Злость на Вовку у меня прошла, но не обида. И не из-за того, что он мне, гад, испортил штаны. А потому, что, дурында такая, продолжал разорять воробьиные гнезда (а иначе где он мог взять эти яйца?), хотя мы уже учились, если я не ошибаюсь, в четвертом классе. Ведь уже взрослый почти, а все туда же! Увы, мы, сельские пацаны, когда совсем были еще маленькими и несознательными, грешили этим злодейством – разорением птичьих гнезд.
Я не знаю, откуда это негуманное поветрие повелось и сохранилось до описываемых мной дней – может, с тех времен, когда люди голодали (в гражданскую войну, в неудачный период коллективизации, затем в годы Великой Отечественной), и добываемые из разных птичьих гнезд яйца хоть как-то пополняли их рацион? И осталось это как атавизм, то есть пережиток прошлого?
Хотя, скорее всего, это было все же простое мальчишеское любопытство, озорство, не знающее границ. Но ведь в школе-то нас все же учили бережно относиться к природе, к братьям нашим меньшим. Да, похоже, малодоходчиво, впустую. Страдали от нашей экологической невоспитанности и галки, сороки, вороны, стрижи. До гнезд первых надо было забираться на кустарники или на самые макушки деревьев. Они были примитивные, в виде открытых корзин, выложенных из хвороста среди сучьев, и извлечь яйца из них было плевым делом – если, конечно, раньше не сорвешься с дерева.
Зато всегда поражали свое архитектурой сорочьи гнезда, огромные, шарообразные, с метр в высоту и почти столько же в ширину. Это был своеобразный дом с крышей и небольшим входом, защищающий его обитателей от непогоды и вторжения чужаков. Но никакие «строительные» ухищрения, тревожные и жалобные крики птиц и их отважные наскоки на двуногих малолетних бандитов не спасали гнезда от разорения – худые проворные мальчишеские руки проникали везде и всюду (а там, где рука не доставала – например, в стрижиных норах в обрывистых стенах крутого берега Иртыша, в ход пускались палки) и извлекали на свет божий разноцветные и разнокалиберные яйца.

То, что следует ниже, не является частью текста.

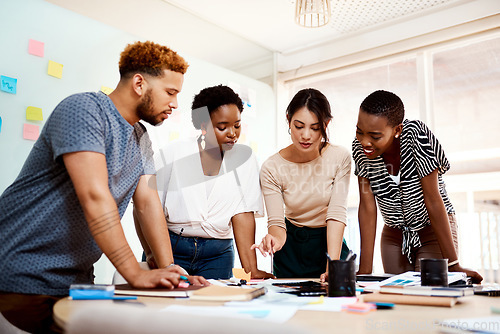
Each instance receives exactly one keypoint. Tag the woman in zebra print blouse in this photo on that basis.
(400, 164)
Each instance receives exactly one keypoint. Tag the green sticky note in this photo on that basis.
(34, 114)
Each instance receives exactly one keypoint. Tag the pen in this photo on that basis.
(272, 262)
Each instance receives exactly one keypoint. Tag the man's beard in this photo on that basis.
(145, 109)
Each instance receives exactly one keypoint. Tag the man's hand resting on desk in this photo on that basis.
(163, 278)
(260, 274)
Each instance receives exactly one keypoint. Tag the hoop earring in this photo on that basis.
(202, 140)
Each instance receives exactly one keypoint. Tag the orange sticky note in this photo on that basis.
(34, 114)
(35, 48)
(55, 69)
(30, 131)
(240, 273)
(106, 90)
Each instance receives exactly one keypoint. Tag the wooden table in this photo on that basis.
(403, 318)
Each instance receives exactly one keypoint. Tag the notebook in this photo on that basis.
(126, 289)
(226, 293)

И не для того, конечно, чтобы пустить их на питание, как в былые голодные времена, а просто бездумно и безжалостно швыряться ими, подкладывать в чужие карманы и разбивать их. Чаще всего все же страдали именно воробьиные гнезда – их было много, и они были везде: под крышами домов, под стрехами сараев, бань, дровяников, общественных скотопомещений, потому и становились такой легкой добычей пацанов.

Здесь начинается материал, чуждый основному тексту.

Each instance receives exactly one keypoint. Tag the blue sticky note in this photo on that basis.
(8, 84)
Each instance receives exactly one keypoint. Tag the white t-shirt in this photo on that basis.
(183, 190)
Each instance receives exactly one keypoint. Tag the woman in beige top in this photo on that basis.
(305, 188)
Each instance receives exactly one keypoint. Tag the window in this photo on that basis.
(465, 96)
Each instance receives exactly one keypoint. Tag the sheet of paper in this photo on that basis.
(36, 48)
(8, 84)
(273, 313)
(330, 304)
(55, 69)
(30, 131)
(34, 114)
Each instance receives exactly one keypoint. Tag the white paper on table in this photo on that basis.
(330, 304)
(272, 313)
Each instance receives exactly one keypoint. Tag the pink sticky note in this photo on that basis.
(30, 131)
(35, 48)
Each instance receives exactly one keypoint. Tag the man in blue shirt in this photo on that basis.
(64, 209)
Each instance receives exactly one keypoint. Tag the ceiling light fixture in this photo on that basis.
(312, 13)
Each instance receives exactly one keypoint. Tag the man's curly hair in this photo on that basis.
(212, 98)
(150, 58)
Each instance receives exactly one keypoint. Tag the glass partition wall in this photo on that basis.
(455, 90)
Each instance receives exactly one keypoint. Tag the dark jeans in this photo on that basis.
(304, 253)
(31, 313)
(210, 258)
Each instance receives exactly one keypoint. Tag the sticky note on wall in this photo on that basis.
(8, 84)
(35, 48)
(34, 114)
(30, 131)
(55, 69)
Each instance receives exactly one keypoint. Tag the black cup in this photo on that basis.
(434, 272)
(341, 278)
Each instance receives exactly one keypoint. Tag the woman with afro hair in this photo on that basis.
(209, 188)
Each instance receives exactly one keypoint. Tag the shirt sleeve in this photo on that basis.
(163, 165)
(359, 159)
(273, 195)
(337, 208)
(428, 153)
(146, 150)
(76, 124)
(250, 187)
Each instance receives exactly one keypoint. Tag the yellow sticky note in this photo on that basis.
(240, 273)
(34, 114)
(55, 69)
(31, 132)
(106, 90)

Не скрою, и я был таким же безжалостным разорителем лет так до девяти. Пока не увидел однажды, как группка пацанят-дошкольников под стеной совхозного коровника бритвенным лезвием вскрывает живого и немо разевающего желтокрылый клюв воробьенка – чтобы посмотреть, что там у него, внутри. Помню, что тогда у меня самого внутри все перевернулось, когда я представил, как же должно быть страшно и ужасно больно этому, еще даже неоперившемуся и так жестоко казнимому птенцу.
И я тогда разогнал этих совершенно не осознающих своей жестокости мальчишек, поднял с земли мертвого воробьёнка с навсегда закрывшимися глазами, и похоронил его здесь же, под стеной пустого коровника (весь скот был на выпасах), в котором пацанята и разорили одно из гнезд с уже вылупившимися птенцами. И больше уже не покушался ни на чьи гнезда. Повзрослел!

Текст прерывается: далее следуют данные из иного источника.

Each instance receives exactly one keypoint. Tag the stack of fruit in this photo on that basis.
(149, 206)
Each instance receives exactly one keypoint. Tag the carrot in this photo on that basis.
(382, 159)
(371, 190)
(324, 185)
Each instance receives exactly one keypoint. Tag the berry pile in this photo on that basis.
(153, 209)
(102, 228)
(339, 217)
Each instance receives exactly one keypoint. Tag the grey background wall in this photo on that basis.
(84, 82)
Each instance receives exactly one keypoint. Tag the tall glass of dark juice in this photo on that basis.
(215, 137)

Вот с той поры и живет во мне непреходящее чувство вины перед этой серенькой неприхотливой пичугой – воробьем, обязательным атрибутом российского – и не только, конечно, российского, – пейзажа. И зимой ли, летом, я не выхожу из дома, не прихватив какого-нибудь корма для сереньких пернатых, своим задорным чириканьем доставляющих мне душевное успокоение и радость. Значит, еще живем!